INVOLVEMENT OF PACAP IN ACID-INDUCED HCO₃⁻RESPONSE IN RAT DUODENUMS

Abstract

Pituitary adenylate cyclase activating polypeptides (PACAP) stimulate duodenal HCO₃⁻secretion in the rat. The present study was performed to determine whether endogenous PACAP is involved in the mechanism of acid-induced HCO₃⁻response in the duodenum, using a PACAP antagonist, PACAP6-27. Under urethane anaesthetised conditions, a duodenal loop that was made between the pylorus and the area just above the outlet of the common bile duct was perfused with saline, and the HCO₃⁻secretion was measured at pH 7.0 using a pH-stat method and by adding 10 mmHCl. Duodenal HCO₃⁻secretion was significantly stimulated by i.v. administration of PACAP-27 (8 nmol kg⁻¹) as well as vasoactive intestinal polypeptide (VIP: 8 nmol kg⁻¹).

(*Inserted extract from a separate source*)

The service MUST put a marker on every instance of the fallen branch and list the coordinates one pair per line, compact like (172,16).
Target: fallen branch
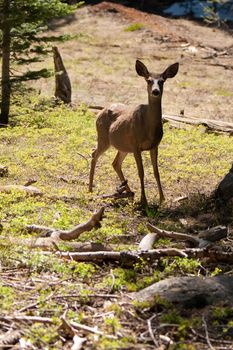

The effect of PACAP-27 (8 nmol kg⁻¹) was equivalent to that induced by prostaglandin E₂(300 μg kg⁻¹, i.v.) and significantly suppressed by either PACAP6-27 (40 nmol kg⁻¹, i.v.) or VIP antagonist (Ac-Tyr¹,d-Phe²-VIP: 40 nmol kg⁻¹, i.v.). These peptide antagonists suppressed duodenal HCO₃⁻secretory response to VIP but did not have any effect on either basal or PGE₂-stimulated HCO₃⁻secretion. On the other hand, the duodenal mucosa responded to acidification by increasing HCO₃⁻secretion in a indomethacin-sensitive manner, and this process was also significantly suppressed by both PACAP6-27 and VIP-antagonist. Duodenal damage induced by acid perfusion (100 mmHCl for 4 h) was significantly worsened by PACAP6-27, VIP antagonist as well as indomethacin at the doses that suppressed acid-induced HCO₃⁻secretion. These findings suggest that PACAP may play a role in local modulation of the duodenal mucosal integrity, by mediating the HCO₃⁻secretory response induced by mucosal acidification.